No caso da fibrose cística, onde há acúmulo de secreção nos pulmões, pâncreas e sistema digestivo, é essencial que o tratamento seja iniciado o quanto antes para evitar quadros clínicos graves que podem levar a necessidade de transplantes de pulmão e inclusive levar ao óbito.

Devido aos diferentes sintomas, algumas pessoas não aparentam ter nenhuma doença, porém o tratamento deve ser mantido para que não ocorram complicações futuras. No mundo, cerca de 70 mil pessoas sofrem com a fibrose cística, considerada a doença genética grave mais comum na infância.

Em cada estado existe um Serviço de Referência em Triagem Neonatal habilitado pelo Ministério da Saúde, exceto São Paulo que consta com três serviços. Todos possuem em suas equipes médicos especialistas e equipe multidisciplinar para atender todas as crianças diagnosticadas com as doenças do escopo do Programa Nacional de Triagem Neonatal, incluindo a Fibrose Cística, antes do aparecimento dos sintomas.

Além da fibrose cística, o teste do pezinho também identifica outros cinco problemas de saúde: fenilcetonúria, hipotireoidismo congênito, doença falciforme e outras hemoglobinopatias, hiperplasia adrenal congênita e deficiência de biotinidase.

Sintomas

A fibrose cística não é contagiosa e nem afeta questões cognitivas. Na prática, é como se fosse uma pneumonia de repetição, com tosse crônica, falta de fôlego, desnutrição, dificuldade de ganhar peso e estatura, movimentos intestinais anormais, como diarreias, sabor mais salgado na pele/suor e uma espécie de alongamento nas pontas dos dedos das mãos e dos pés, também conhecida como "baquetamento". De forma geral, a pessoa portadora dessa doença tem a secreção de seu organismo mais grossa que o normal, o que dificulta sua eliminação.

Tratamento

O tratamento de fibrose cística evoluiu bastante nas últimas décadas, o que garante aos pacientes vida mais longa e de boa qualidade. Todo o tratamento deve ter acompanhamento médico especializado, disponível em todo o Brasil, de forma integral e gratuita, pela rede pública de saúde. Cada caso é avaliado individualmente e tratado de acordo com a gravidade e forma com a qual a doença se manifesta. Na maioria das vezes, os tratamentos são projetados para tratar de problemas digestivos e limpeza dos pulmões.

Fazem parte do tratamento a ingestão de enzimas digestivas para as alimentações, consumo de medicamentos (antibióticos, broncodilatadores, antiinflamatórios), além do suporte nutricional, fisioterapia respiratória, atividade física e acompanhamento multidisciplinar frequente.

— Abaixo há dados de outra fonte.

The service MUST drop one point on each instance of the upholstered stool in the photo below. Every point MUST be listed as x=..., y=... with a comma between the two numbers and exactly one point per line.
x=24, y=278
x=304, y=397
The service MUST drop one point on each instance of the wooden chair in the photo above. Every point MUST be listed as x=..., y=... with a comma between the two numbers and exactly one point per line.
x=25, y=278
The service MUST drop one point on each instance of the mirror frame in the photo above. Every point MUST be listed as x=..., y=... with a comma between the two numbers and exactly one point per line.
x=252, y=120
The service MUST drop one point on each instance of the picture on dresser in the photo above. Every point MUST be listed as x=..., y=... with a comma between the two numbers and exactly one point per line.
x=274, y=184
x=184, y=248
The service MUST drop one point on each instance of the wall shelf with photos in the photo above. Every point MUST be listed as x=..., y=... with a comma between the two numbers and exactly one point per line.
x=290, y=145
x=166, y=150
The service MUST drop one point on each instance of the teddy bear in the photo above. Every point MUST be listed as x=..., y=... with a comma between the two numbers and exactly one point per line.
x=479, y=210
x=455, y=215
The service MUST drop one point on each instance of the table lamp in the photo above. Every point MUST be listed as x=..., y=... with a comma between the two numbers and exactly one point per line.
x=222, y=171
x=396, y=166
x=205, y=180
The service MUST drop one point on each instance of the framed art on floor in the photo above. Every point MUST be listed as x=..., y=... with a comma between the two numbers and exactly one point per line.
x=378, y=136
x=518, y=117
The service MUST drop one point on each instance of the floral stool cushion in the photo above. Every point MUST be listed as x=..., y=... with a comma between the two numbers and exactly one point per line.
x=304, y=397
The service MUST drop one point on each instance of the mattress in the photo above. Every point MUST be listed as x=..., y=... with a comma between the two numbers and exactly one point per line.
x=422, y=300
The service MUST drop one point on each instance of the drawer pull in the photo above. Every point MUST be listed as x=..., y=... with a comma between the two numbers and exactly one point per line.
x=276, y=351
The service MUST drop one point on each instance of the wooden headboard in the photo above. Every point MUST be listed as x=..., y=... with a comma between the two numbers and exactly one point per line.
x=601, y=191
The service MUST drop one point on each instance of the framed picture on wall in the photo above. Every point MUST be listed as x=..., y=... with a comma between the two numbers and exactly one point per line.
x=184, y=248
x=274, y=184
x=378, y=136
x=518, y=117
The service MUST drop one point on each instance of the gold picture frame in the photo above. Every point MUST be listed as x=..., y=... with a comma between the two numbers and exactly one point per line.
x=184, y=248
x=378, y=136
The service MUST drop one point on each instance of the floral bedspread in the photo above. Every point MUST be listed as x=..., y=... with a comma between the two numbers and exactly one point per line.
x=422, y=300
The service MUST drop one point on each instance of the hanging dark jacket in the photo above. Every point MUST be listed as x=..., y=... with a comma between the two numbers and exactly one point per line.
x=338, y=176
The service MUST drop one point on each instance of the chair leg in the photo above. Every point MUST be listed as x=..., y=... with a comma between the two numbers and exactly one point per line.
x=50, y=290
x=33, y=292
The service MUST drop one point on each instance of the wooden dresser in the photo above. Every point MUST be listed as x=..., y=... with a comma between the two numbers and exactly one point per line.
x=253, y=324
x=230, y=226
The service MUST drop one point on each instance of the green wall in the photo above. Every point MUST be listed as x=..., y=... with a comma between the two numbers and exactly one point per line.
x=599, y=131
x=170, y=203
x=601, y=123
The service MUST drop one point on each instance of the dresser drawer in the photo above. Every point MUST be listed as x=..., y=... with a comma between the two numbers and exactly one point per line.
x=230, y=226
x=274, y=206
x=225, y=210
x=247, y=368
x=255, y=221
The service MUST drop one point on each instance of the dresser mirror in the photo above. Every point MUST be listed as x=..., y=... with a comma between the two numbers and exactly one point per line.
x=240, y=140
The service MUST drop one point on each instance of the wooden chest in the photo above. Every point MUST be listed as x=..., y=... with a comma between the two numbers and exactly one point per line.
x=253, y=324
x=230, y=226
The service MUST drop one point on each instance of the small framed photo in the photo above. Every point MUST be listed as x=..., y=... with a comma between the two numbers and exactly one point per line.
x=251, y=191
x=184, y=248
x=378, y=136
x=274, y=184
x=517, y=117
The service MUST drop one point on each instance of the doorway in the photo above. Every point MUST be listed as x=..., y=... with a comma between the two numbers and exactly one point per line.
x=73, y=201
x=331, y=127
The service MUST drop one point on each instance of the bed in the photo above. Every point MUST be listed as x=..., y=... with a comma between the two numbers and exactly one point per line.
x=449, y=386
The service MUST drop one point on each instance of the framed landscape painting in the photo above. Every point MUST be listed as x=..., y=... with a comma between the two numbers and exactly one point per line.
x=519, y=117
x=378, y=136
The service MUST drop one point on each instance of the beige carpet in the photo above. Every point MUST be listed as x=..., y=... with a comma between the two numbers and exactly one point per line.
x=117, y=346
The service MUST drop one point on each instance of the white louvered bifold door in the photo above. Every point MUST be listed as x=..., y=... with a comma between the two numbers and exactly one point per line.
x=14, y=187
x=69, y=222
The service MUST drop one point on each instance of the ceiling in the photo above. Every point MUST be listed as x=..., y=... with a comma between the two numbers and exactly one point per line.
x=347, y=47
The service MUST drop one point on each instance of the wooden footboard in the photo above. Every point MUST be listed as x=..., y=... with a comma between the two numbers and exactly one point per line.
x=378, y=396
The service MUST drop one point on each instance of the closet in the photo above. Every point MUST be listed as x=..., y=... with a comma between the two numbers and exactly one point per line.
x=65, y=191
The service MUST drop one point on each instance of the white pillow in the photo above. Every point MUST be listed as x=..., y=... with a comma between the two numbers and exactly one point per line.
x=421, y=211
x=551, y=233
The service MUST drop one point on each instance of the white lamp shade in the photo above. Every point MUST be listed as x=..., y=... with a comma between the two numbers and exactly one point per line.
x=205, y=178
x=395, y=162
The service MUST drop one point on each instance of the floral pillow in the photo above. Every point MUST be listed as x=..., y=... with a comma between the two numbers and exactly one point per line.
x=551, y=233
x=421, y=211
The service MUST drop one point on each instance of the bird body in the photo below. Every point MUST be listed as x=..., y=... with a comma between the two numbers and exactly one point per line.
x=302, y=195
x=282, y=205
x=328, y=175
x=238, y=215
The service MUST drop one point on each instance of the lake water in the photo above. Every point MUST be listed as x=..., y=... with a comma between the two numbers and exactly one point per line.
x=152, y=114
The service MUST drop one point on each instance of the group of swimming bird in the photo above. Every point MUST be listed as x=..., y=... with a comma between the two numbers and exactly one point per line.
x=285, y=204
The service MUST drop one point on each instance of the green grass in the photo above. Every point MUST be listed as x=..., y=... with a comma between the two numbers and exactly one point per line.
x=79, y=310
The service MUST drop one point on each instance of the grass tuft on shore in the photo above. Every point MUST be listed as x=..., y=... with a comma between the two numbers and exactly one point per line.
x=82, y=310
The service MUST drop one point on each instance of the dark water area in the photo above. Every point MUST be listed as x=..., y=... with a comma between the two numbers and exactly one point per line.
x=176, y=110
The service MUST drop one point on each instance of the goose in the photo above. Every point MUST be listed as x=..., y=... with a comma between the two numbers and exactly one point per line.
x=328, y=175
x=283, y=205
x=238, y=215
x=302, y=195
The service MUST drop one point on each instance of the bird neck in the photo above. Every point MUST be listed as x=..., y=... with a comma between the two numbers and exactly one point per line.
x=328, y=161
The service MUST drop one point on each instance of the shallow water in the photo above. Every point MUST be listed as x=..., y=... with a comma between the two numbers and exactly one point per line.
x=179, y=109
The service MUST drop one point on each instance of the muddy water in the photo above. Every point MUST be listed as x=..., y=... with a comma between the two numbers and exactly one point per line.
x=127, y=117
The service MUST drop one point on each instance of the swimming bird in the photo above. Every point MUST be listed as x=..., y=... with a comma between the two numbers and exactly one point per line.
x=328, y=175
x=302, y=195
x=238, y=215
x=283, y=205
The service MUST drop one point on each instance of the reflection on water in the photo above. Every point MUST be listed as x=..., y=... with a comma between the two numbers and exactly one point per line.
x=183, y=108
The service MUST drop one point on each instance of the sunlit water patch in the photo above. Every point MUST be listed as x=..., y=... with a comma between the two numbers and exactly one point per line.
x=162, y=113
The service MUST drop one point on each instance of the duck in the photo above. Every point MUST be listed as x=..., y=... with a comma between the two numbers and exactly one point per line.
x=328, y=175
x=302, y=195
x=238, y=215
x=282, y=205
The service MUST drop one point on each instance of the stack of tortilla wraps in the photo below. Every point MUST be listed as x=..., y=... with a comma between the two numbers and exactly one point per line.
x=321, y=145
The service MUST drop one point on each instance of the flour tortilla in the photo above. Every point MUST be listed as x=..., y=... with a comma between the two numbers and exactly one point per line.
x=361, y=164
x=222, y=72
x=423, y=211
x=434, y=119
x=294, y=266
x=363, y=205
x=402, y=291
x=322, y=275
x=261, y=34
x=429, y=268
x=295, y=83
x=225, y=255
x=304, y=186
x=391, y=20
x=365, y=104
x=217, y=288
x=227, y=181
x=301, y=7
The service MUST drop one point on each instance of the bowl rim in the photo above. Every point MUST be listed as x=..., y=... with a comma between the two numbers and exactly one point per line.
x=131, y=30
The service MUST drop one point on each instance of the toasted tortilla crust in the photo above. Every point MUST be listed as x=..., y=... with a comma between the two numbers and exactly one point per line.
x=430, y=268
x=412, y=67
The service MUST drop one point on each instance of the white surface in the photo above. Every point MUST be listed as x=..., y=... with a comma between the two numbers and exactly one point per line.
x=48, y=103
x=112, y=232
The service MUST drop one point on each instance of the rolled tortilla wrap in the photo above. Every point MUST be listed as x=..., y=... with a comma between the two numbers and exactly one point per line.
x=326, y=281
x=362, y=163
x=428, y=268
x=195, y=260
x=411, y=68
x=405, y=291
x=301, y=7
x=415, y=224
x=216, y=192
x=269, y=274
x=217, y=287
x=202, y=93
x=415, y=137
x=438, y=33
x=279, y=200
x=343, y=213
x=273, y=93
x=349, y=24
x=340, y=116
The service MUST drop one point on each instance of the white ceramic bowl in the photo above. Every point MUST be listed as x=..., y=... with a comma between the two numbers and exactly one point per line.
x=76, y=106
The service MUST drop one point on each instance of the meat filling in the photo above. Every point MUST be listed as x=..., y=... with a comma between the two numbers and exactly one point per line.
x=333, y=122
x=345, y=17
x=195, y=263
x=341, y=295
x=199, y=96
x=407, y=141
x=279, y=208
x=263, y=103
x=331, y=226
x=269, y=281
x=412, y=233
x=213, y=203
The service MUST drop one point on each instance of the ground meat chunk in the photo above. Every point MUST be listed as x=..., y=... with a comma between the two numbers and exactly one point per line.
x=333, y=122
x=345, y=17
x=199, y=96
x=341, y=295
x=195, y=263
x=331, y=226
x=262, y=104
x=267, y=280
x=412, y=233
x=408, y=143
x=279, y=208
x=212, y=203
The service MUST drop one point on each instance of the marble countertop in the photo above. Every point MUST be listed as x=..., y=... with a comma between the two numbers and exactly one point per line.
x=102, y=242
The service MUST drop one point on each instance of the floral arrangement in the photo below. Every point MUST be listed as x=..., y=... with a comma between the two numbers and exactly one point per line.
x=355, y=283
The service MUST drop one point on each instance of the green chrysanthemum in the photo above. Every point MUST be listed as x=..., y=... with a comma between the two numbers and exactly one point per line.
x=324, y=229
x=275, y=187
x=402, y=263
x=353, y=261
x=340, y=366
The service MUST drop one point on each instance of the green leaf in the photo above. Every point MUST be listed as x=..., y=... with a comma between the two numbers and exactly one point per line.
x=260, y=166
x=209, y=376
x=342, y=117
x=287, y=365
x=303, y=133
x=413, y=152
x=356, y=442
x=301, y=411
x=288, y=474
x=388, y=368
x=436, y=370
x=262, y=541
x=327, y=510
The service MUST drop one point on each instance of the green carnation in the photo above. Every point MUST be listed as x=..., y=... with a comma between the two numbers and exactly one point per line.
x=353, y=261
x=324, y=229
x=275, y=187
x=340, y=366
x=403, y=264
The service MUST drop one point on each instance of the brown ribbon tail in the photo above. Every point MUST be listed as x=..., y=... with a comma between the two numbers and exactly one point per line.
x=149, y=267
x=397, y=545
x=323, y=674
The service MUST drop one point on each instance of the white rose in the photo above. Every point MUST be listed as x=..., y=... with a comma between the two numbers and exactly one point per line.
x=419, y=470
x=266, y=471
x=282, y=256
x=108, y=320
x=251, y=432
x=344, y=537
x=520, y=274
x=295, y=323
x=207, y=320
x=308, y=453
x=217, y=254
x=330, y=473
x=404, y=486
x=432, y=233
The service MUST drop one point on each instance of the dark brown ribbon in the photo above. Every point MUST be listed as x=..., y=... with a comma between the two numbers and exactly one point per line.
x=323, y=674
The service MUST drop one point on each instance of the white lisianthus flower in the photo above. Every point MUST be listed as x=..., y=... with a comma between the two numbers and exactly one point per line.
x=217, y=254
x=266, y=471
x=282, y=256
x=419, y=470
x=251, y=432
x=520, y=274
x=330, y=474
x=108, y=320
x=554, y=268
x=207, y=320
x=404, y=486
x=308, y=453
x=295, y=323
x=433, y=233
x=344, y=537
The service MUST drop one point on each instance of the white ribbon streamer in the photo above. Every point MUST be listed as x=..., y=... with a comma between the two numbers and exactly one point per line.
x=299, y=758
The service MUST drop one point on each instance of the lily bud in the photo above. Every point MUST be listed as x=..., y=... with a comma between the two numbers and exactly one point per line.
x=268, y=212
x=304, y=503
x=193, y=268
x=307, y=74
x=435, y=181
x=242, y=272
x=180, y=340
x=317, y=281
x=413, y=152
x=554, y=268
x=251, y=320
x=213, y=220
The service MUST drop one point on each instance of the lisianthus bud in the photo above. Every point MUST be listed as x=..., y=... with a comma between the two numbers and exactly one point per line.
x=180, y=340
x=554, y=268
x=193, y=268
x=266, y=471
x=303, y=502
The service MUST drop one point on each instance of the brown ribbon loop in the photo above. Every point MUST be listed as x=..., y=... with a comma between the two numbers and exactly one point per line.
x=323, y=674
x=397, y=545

Os transplantes de pulmão são indicados em casos de doença pulmonar obstrutiva crônica, fibrose pulmonar primária ou secundária, bronquiectasias, hipertensão pulmonar e em casos gravíssimos de fibrose cística, independentemente da etiologia.

Data

O objetivo da data, celebrado em 5 de setembro, é chamar atenção da população, especialmente dos gestores e profissionais de saúde, sobre a importância do diagnóstico precoce, tratamento e acesso aos serviços públicos de saúde e medicamentos.